Timpson Chung Shui-ming is of Hakka ancestry. He studied at the University of Hong Kong and graduated with a Bachelor of Science degree. He later obtained a master's degree in Business Administration from the Chinese University of Hong Kong and received an honorary doctoral degree in Social Science from the City University of Hong Kong in 2010.

He currently holds the position of the independent non-executive director of the China Construction Bank Corporation, China Everbright Limited, China Unicom (Hong Kong) Limited, Glorious Sun Enterprises, Henderson Land Development and Miramar Hotel and Investment.

He has also held numerous public office positions including chairman of the Hong Kong Housing Society and the Advisory Committee on Art Developments, chairman of the Council of the City University of Hong Kong, vice-chairman of the Land Fund Advisory Committee, member of the Managing Board of the Kowloon-Canton Railway Corporation, a member of the Hong Kong Housing Authority, and a member of the Disaster Relief Fund Advisory Committee.

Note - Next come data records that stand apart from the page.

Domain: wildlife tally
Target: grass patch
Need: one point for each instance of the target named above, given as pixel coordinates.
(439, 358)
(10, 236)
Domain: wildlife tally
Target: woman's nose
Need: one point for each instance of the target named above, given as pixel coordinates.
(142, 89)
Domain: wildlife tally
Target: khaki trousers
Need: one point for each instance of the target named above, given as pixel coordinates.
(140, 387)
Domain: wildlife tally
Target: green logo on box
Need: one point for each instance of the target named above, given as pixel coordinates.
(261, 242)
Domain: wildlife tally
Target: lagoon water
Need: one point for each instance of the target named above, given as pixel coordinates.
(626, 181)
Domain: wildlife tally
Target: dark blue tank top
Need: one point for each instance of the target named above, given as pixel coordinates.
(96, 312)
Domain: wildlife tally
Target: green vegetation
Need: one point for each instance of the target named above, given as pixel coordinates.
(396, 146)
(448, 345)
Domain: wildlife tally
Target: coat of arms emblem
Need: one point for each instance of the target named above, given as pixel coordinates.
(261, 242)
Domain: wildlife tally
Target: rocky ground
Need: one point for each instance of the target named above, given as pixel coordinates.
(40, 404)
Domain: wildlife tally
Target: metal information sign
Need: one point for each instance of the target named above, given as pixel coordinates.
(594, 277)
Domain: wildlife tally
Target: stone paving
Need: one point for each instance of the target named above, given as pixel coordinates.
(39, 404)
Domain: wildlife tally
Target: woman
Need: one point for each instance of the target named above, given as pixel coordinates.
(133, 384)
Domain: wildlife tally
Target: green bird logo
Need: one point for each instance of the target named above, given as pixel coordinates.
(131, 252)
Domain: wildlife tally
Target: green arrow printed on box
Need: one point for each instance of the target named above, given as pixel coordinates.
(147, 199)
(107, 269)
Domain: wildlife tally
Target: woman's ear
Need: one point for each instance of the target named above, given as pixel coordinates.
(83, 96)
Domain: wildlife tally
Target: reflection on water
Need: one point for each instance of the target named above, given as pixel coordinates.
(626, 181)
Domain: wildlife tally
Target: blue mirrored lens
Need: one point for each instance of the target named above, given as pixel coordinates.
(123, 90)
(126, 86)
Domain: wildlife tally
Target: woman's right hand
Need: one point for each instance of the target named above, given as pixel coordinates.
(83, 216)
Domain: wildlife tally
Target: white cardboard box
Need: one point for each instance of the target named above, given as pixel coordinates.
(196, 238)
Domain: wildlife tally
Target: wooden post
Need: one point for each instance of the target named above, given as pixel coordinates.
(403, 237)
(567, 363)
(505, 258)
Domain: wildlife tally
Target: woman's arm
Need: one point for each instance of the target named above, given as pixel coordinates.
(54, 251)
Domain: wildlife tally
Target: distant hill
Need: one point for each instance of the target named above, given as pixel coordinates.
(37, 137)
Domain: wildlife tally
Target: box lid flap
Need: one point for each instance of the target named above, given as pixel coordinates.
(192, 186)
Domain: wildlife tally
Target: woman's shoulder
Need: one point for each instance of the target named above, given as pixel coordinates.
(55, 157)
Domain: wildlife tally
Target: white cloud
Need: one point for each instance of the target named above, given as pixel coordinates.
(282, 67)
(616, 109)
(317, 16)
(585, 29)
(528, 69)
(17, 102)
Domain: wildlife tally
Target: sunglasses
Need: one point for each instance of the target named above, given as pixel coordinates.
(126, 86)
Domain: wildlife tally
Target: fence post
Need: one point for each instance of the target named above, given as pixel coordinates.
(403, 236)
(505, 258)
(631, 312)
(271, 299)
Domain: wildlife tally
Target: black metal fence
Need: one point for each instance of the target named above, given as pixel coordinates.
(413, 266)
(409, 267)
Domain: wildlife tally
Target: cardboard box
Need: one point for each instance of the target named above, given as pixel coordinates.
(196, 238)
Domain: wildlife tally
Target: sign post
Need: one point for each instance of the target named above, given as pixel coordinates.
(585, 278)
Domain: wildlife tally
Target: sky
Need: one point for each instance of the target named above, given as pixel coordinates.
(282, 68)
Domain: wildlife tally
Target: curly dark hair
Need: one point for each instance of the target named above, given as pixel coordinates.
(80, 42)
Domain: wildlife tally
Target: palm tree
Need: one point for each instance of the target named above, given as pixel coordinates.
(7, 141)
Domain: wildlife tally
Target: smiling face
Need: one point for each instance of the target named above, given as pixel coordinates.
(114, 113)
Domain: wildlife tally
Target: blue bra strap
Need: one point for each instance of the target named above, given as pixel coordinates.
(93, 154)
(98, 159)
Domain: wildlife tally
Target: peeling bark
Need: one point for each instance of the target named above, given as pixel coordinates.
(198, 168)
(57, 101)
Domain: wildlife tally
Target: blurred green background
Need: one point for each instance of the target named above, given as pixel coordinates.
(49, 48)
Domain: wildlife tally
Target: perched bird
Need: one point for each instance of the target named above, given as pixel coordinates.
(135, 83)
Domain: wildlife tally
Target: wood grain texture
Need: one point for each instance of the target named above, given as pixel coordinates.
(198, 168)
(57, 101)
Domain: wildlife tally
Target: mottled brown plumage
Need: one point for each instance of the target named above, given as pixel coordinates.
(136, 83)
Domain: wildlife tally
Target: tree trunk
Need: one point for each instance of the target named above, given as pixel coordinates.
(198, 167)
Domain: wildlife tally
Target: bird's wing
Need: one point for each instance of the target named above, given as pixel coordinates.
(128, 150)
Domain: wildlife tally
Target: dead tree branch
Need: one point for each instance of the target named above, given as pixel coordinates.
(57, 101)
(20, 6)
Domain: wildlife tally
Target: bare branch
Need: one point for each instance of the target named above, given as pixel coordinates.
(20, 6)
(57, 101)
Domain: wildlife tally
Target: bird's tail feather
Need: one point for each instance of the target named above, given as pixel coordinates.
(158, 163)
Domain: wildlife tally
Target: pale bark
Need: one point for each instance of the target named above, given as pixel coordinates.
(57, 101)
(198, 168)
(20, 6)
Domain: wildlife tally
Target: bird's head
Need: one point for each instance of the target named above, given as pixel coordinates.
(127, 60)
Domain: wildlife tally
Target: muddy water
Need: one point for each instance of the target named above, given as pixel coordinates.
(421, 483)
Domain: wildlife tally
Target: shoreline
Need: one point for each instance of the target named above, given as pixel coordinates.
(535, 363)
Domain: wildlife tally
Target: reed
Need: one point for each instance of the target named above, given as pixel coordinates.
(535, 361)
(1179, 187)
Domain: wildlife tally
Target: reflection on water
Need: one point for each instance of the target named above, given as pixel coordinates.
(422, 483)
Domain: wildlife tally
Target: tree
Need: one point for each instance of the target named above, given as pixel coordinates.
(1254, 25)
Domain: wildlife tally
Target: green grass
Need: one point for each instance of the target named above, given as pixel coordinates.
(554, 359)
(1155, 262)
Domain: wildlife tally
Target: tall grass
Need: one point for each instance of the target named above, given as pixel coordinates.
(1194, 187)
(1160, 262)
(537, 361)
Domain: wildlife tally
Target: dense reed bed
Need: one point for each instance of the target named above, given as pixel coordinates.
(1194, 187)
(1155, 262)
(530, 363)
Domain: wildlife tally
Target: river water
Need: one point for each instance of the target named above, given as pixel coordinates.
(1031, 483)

He was also member of the first Executive Council of Hong Kong since the transfer of sovereignty over Hong Kong on 1 July 1997, appointed by the then Chief Executive Tung Chee-hwa. He was the member of the Election Committee between 2000 and 2006 and again from 2011, which was responsible for electing the Chief Executive. Besides he is also member of the National Committee of the 11th Chinese People's Political Consultative Conference.

He was a director-general of the Democratic Alliance for the Betterment and Progress of Hong Kong, the largest pro-Beijing party in the SAR.

Dr. Chung is a fellow member of the Hong Kong Institute of Certified Public Accountants.

In 2000, Dr. Chung received the Gold Bauhinia Star for his public services in Hong Kong.